Monitoring - What to monitor

5 minutes to read Download PDF Edit

Introduction

Application and system monitoring forms an integral part of on-premise hosting of the Mendix platform. When done correctly, it will provide a system administrator with a wealth of information about the current state and health of your Mendix installation. This document will detail the metrics that need to be collected in order to gain sufficient insight in your technical Mendix environment, as well as defining critical values for these metrics.

Prerequisites

This document is based upon the following assumptions:

Monitoring Categories

This document will describe the four monitoring categories that form the basis of Mendix application and system monitoring:

Fault Monitoring

Fault monitoring is primarily used to detect major errors related to one or more system components. Faults can consist of errors, such as the loss of network connectivity, a database server going off-line, or the application suffering a Java out-of-memory situation. Faults are an important indication for the malfunctioning of a system or application.

Performance Monitoring

Performance monitoring is specifically concerned with detecting degraded performance, such as reduced application-, database- or other back end resource response times. Generally, performance issues arise in an application as the user load increases. Performance problems are important events to detect in the lifetime of an application since they, like fault events, negatively affect the user experience.

Configuration Monitoring

Configuration monitoring is a safeguard designed to ensure that configuration variables affecting the application and the back end resources remain at some predetermined configuration settings. Configurations that are incorrect, such as a too low maximum JVM heap size, can negatively affect the application performance.

Security Monitoring

Security monitoring detects intrusion attempts by unauthorized system users.

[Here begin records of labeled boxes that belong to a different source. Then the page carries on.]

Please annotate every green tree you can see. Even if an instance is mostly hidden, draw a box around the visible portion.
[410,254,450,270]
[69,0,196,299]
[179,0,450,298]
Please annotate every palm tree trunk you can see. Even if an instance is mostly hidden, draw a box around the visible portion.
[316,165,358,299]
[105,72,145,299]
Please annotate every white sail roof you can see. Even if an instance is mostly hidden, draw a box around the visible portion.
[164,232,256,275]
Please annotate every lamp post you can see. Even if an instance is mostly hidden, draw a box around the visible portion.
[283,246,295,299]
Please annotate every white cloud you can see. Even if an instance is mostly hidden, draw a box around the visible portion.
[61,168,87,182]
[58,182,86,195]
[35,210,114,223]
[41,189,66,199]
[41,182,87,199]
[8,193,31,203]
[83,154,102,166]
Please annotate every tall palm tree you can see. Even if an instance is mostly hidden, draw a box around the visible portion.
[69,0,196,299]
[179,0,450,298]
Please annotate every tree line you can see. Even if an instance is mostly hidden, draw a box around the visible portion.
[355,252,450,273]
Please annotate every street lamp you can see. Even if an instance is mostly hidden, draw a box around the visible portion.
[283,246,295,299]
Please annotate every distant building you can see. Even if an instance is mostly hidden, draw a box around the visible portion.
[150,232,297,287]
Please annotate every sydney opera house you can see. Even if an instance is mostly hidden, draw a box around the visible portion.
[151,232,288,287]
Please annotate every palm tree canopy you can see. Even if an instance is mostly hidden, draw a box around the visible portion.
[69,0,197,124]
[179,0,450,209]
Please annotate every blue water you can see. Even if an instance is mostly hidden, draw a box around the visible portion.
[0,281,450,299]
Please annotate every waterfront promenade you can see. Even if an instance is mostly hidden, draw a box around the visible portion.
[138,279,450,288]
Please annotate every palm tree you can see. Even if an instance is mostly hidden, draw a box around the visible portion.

Metrics - Fault Monitoring

Fault monitoring implies the broadest range of monitoring metrics, as it consists of both hard- and software related items and extends beyond the reach of just the Application(server) itself, as back-end resources and network connectivity components (routers, switches, etc.) need to be taken into account as well.

Hardware and Network

Type of Monitoring Applicable Metric Threshold
Server availability Heartbeat/ping all servers UP/DOWN
Error report Monitor error report logs hard errors ERRORS
Network latency Ping time between network components UP/DOWN/SNMP traps
CPU utilization CPU utilization all servers > 99% over x minutes
Memory utilization Memory utilization all servers > 99% over x minutes
Paging/swapping OS level metric all servers In process of paging/swapping
File system Available file space all servers Out of space
Network components Capture SNMP traps UP/DOWN/ERROR

Mendix Application Server

Type of Monitoring Applicable Metric Threshold
Admin server process Monitor admin server process UP/DOWN
Application server process Monitor application server process UP/DOWN
Java process Monitor Java process UP/DOWN

Web Server

Type of Monitoring Applicable Metric Threshold
IIS Worker processes Available UP/DOWN/ERROR
Timed out connection Connection timeout Occurred

Databases

Type of Monitoring Applicable Metric Threshold
SQL Server process Available UP/DOWN
SQL Agent process Available UP/DOWN
SQL Server maintenance plans Running SUCCESS/FAILURE

Application

Type of Monitoring Applicable Metric Threshold
Functional End-to-end application test PASSED/FAILED
Error logs Search for errors emitted by the application ERROR OCCURRED

Metrics - Performance Monitoring

Hardware and Network

| Type of Monitoring | Applicable Metric | Threshold | | — | — | — | — | | Network latency | Ping time and network bandwidth measurements | Timings > 1000 ms or network bandwidth maxed | | Error report | Monitor error report logs hard errors | ERRORS | | Network latency | Ping time between network components | UP/DOWN/SNMP traps | | CPU utilization | CPU utilization all servers | > 80% over x minutes | | Memory utilization | Memory utilization all servers | > 80% over x minutes | | Paging/swapping | OS level metric all servers | In process of paging/swapping | | File system | Available file space all servers | > 80% used | | Network components | Capture SNMP traps | Degraded counters |

Web Server

| Type of Monitoring | Applicable Metric | Threshold | | — | — | — | — | | HTTP response | Average response time retrieving 1K GIF | Response time > 1000 ms |

Databases

| Type of Monitoring | Applicable Metric | Threshold | | — | — | — | — | | SQL Server | Average response time | Response time > 1000 ms | | PostgreSQL | Average response time | Response time > 1000 ms |

Application

| Type of Monitoring | Applicable Metric | Threshold | | — | — | — | — | | Complex page requests | Average response time | > 10 secs or less | | Error logs | Search for warnings emitted by the application | Warnings occur |

Metrics - Configuration Monitoring

Hardware and Network

Type of Monitoring Applicable Metric
Network Each network component configuration
Server OS level configuration
File system NTFS configuration

Web Server

Type of Monitoring Applicable Metric
IIS server Configurations

Databases

Type of Monitoring Applicable Metric
SQL server Configurations
PostgreSQL server Configurations

Application

Type of Monitoring Applicable Metric
Application-specific Configurations

Metrics - Security Monitoring

Security monitoring comprises the detection of, and response to, all security related incidents within the Mendix platform - consisting of Server hard- and software, back-end systems and network connectivity components, like routers, switches, firewalls, etc. As security monitoring comprises such a broad technical field, it is out of scope of this document to list all valid metrics. However, as data security is of vital importance to most, if not all, organizations, it needs to be mentioned here. Ample documentation on the subject of security monitoring exists on the internet today.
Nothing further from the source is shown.